In January, consumer confidence fell to its lowest level since 2014, reflecting widespread concerns about financial stability and economic prospects. Yet despite gloomy survey responses, consumer spending has continued — albeit at a slower pace — sustaining overall economic expansion.
Some analysts describe the current environment as a “K-shaped” economy. In this scenario, higher-income households continue spending at stronger rates, while lower-income consumers face greater financial strain. Even so, data from major banks indicates that lower-income Americans are still increasing their spending, though not as robustly as wealthier households.
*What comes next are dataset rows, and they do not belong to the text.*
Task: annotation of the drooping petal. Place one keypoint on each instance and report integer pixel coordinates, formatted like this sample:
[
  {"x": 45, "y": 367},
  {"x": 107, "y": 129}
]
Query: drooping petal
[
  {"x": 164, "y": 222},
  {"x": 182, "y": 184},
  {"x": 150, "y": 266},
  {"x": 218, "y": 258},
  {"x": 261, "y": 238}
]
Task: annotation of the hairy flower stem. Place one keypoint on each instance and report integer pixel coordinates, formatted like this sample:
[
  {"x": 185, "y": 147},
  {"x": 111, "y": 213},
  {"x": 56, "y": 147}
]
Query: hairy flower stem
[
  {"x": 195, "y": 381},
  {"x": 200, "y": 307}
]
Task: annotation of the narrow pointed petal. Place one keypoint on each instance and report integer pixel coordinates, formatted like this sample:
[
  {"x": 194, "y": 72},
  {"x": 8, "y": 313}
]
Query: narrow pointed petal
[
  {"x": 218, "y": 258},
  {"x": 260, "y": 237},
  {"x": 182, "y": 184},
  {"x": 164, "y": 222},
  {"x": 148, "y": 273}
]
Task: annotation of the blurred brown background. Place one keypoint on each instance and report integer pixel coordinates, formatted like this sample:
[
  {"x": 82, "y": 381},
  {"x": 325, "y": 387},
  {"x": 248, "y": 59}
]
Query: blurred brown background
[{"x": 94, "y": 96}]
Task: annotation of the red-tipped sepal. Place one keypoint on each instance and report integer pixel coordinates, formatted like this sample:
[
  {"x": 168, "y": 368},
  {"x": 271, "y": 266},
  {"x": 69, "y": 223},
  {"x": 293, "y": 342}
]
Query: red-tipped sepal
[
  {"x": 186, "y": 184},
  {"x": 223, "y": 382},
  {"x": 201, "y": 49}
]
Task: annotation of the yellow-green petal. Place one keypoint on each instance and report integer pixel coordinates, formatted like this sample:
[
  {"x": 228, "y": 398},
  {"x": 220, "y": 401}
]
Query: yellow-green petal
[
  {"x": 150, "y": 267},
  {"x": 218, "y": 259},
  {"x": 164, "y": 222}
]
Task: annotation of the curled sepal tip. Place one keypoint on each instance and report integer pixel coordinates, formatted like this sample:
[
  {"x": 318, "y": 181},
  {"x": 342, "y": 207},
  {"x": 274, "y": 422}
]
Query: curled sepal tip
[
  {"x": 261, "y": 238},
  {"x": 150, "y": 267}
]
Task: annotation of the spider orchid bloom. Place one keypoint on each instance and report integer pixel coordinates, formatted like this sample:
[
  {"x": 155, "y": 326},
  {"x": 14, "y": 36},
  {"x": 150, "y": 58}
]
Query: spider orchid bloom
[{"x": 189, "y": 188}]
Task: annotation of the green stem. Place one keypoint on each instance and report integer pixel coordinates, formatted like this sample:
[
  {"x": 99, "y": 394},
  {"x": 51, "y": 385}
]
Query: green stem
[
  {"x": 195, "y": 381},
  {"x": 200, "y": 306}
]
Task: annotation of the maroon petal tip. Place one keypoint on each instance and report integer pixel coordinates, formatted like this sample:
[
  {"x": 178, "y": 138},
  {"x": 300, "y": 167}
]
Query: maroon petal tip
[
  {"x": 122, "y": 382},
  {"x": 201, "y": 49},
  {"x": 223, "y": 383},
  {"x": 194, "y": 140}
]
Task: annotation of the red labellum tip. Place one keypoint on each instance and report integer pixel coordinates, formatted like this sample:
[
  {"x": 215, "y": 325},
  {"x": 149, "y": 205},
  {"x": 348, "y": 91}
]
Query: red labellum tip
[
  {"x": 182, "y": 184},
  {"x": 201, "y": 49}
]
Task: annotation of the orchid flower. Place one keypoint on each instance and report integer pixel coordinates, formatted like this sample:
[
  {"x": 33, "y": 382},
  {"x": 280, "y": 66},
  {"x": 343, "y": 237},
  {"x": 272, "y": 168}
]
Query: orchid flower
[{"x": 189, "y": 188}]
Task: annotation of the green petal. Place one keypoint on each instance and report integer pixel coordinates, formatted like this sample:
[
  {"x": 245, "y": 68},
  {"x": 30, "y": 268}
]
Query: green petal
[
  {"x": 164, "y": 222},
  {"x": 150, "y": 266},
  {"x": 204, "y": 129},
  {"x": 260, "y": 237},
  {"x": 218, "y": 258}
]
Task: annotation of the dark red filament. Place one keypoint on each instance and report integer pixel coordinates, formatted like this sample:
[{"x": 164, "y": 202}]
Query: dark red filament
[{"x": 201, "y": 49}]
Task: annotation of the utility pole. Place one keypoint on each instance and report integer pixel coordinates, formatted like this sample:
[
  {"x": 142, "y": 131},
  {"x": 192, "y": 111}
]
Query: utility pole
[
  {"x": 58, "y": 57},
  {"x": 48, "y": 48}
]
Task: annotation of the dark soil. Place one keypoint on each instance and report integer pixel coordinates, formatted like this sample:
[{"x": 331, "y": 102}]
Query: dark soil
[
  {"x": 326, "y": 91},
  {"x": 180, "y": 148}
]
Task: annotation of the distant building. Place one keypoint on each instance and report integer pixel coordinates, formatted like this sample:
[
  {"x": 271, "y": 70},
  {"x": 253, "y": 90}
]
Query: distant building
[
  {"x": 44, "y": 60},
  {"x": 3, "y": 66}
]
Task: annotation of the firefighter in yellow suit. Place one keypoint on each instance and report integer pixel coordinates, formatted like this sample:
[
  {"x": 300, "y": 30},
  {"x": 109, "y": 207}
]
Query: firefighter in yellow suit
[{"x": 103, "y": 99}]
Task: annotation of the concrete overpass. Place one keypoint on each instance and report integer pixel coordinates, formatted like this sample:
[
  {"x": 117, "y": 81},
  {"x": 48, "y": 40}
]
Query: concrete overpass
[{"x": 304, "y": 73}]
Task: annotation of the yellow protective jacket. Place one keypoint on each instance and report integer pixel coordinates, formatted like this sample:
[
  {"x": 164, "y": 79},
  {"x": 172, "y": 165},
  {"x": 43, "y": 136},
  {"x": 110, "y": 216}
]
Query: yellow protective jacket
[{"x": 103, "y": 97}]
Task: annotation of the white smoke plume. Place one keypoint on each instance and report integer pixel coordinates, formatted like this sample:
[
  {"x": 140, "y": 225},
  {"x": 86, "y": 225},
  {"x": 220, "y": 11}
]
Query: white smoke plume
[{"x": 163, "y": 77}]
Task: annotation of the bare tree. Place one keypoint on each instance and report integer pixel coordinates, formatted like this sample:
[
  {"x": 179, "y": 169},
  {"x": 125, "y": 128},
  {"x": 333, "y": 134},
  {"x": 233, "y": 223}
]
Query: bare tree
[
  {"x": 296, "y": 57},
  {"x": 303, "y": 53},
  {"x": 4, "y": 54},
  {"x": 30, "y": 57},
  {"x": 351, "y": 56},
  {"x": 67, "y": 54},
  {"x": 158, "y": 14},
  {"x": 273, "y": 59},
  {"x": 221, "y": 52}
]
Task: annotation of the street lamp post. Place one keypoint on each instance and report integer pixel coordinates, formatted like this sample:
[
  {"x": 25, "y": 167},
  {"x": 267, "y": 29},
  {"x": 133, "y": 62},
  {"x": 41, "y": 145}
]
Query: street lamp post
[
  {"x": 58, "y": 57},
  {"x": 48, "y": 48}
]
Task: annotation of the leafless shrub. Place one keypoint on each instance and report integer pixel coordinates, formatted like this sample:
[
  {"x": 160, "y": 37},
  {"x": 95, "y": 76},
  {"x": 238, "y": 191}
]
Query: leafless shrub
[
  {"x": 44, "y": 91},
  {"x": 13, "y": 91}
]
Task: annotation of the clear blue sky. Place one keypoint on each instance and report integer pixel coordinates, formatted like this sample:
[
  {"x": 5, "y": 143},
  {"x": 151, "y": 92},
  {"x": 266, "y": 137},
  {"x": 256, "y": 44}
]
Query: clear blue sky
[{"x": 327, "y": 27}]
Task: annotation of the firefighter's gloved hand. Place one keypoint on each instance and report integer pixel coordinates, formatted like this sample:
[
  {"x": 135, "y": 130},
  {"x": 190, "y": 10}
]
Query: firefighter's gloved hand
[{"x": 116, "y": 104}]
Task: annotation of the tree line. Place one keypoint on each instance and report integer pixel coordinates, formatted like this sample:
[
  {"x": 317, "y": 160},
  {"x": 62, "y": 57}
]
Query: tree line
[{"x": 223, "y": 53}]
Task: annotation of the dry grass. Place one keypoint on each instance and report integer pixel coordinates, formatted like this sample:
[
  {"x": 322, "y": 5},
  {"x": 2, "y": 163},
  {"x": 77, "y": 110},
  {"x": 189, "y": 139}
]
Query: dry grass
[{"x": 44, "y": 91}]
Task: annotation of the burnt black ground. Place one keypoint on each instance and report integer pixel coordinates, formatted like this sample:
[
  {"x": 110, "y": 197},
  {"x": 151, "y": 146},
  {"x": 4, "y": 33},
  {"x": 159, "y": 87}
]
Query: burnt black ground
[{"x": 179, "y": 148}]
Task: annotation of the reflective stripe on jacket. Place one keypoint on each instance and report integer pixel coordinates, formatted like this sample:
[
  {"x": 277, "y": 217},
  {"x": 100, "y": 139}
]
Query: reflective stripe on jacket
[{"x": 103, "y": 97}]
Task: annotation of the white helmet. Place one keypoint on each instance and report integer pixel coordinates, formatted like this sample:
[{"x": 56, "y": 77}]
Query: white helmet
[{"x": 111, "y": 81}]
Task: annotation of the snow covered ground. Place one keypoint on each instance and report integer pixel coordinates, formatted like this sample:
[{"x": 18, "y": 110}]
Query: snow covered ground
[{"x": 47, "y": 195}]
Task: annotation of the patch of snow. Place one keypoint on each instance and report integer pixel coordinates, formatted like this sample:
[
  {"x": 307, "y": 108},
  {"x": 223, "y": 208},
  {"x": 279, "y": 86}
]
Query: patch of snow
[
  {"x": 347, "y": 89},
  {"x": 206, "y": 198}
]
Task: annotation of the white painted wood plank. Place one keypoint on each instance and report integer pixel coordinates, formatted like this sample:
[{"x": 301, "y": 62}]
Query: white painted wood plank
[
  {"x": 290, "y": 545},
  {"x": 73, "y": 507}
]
The divergence underscores a key question for policymakers: Can economic growth remain resilient if job creation remains subdued and consumer sentiment weakens further?
Federal Reserve officials are closely monitoring the balance between slowing inflation, steady growth, and softening hiring trends. Any sustained deterioration in employment could influence future interest rate decisions.
For now, the economy remains in expansion territory, but momentum has clearly cooled. The fourth-quarter GDP report highlights an economy navigating multiple crosscurrents — government disruptions, cautious consumers, labor market shifts, and structural changes driven by technology.
Whether growth reaccelerates in early 2026 may depend on improvements in hiring, stabilization in consumer confidence, and clarity on trade and fiscal policies. Until then, the U.S. economy appears stable but slowing, maintaining forward progress at a more measured pace than earlier in the year.